Pillbox

Everything you need to know

Dear Rachael,

After a lot of losing at everything in life, I just got a few things to go my way: I got into grad school, and I got an internship. Of course, each comes with a huge hitch. Grad school costs $28,000 a year (for two years), plus the cost of living in the most expensive city on earth (NYC), so I’d have to take out loans for that. It’s a new program and would put me in the right place with the right people so that I’d have connections galore, and I’d love it all, I’m sure.

The internship for the summer is in San Francisco, doing what I want to do long-term, but the cost of living there is high and I wouldn’t be able to make money to set aside for grad school. I don’t have any loans to pay back from undergrad, and I’m not used to being financially independent and having these opportunities.

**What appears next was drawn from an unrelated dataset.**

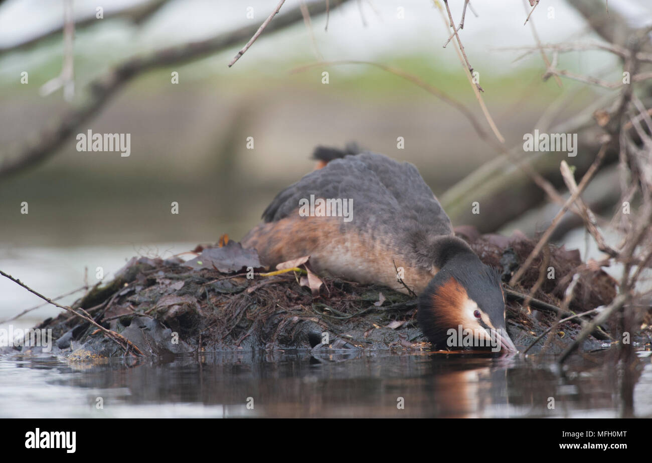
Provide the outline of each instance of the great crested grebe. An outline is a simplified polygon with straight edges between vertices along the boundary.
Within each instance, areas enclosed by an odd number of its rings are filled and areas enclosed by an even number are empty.
[[[408,293],[404,283],[434,347],[516,351],[498,273],[454,235],[416,167],[353,146],[314,157],[319,168],[276,195],[244,247],[266,265],[309,255],[318,274]]]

Do I go into debt and live forever opportunity-regret free but financially ruined, or do I stay financially stable and live forever opportunity-regret laden but financially stable?

—Really Unsure Opportunist

Hey you,

Bump what people say about not having your cake and eating it too. What’s the point of having cake if you can’t eat it?

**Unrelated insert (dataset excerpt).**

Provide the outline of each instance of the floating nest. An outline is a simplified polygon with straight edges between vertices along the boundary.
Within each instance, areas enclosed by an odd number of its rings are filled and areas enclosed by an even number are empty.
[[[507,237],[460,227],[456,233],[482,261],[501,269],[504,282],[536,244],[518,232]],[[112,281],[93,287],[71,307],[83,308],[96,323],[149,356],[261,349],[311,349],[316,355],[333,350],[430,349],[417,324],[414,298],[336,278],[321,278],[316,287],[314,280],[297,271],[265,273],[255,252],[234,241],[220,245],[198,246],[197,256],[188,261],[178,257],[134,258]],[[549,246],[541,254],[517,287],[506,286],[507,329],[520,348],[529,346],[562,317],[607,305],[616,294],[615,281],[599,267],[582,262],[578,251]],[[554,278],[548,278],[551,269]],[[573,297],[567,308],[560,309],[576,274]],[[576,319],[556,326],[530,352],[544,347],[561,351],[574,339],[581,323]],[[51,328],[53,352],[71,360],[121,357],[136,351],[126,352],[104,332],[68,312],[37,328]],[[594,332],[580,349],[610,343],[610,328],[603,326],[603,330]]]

But really, find scholarships and aid where you can. There may be opportunities for you to get a grant for your summer internship. And while you’re working in San Francisco, maybe you can get a part-time job or freelance in something you’re good at to make money on the side. Then, since you won’t have loans to pay back for your undergrad, it’ll be a little bit okay to take some out for grad school. You only get educated once. And if you really think grad school is going to help you out later in life, do what you can to make it. Besides, you can always get a job while you’re in New York attending grad school.

To answer your question in your own terms, go in debt and live forever with opportunities, regret-free, and financially ruined. Then marry rich and lay all your financial ruins on your significant other. Wrong but oh-so-right.

With superlove,

—Rachael
Dear Rachael,

My best friend is pregnant, and although I want to support whatever decision she makes, I really want her to get an abortion. Is it wrong for me to influence her to get an abortion when she wants to do what her boyfriend wants, which is to keep it, when I know that she isn’t financially or mentally ready to be a mother? I would also settle for adoption, but either way, if she has the child her parents will disown her.

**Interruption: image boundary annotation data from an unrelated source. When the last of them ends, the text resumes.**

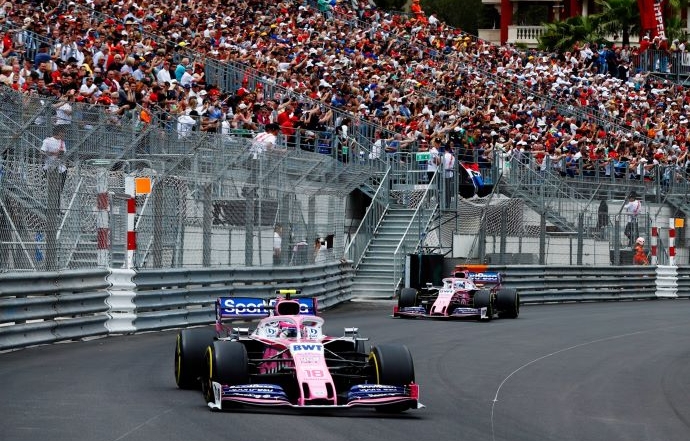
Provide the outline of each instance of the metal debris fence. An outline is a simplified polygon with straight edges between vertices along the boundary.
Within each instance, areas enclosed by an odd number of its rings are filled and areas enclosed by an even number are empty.
[[[104,248],[107,265],[125,265],[128,177],[153,180],[150,194],[136,196],[137,268],[304,265],[317,238],[321,259],[339,259],[345,199],[385,166],[360,161],[355,143],[343,155],[337,137],[316,152],[298,143],[255,158],[252,134],[181,136],[164,115],[141,124],[140,109],[114,115],[72,103],[60,176],[44,172],[41,153],[56,129],[54,104],[0,91],[0,271],[91,268]]]

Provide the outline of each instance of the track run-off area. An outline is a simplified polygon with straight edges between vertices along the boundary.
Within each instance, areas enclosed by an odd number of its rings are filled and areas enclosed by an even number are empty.
[[[175,330],[0,354],[0,439],[12,441],[687,441],[690,302],[523,306],[492,322],[391,318],[349,302],[325,332],[404,343],[420,400],[371,409],[211,412],[173,378]]]

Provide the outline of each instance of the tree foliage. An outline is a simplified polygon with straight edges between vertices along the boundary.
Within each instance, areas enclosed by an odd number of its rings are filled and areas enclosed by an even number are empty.
[[[544,33],[539,38],[539,49],[566,51],[572,49],[576,42],[588,41],[601,43],[604,41],[600,33],[599,18],[595,15],[587,17],[570,17],[563,21],[543,23]]]
[[[620,35],[624,45],[630,44],[630,34],[640,33],[640,10],[637,0],[595,0],[601,7],[596,14],[601,31],[607,35]]]

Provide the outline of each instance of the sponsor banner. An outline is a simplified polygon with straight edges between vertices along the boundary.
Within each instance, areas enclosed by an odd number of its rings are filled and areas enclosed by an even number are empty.
[[[649,34],[650,39],[666,37],[663,0],[637,0],[637,7],[640,10],[642,28],[640,35]]]
[[[315,305],[313,298],[296,299],[299,302],[301,315],[314,315]],[[227,317],[266,317],[273,311],[276,300],[267,300],[255,297],[221,297],[217,302],[218,318]]]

—Self-Admitted Pro-Choice Baby Killer

Sup Pro-Choice,

You’re being too hard on yourself, first of all. This is your best friend, and you want what’s best for her. If that conflicts with her opinion or even the moral standard, then whatever; you are entitled to your own opinion, no matter what.

I don’t, however, think it’s cool to woo her towards abortion unfairly. If you think giving up her baby is what’s best, do some research. Give her some statistical information, some real-life examples, and show her that maybe her extremely early 20s aren’t the best time to rear a child. It seems your friend isn’t so into what her parents think — it’s more about what her boo thinks. Which is fine, and all, until he leaves her with that baby alone. And that’s going to suck. So give her options. If you’re going to influence her opinion, do it responsibly. If she makes a decision that’s different from your own, that’ll suck; but as a best friend, it’s your responsibility to support her decisions, whether they are poorly made or wisely thought out.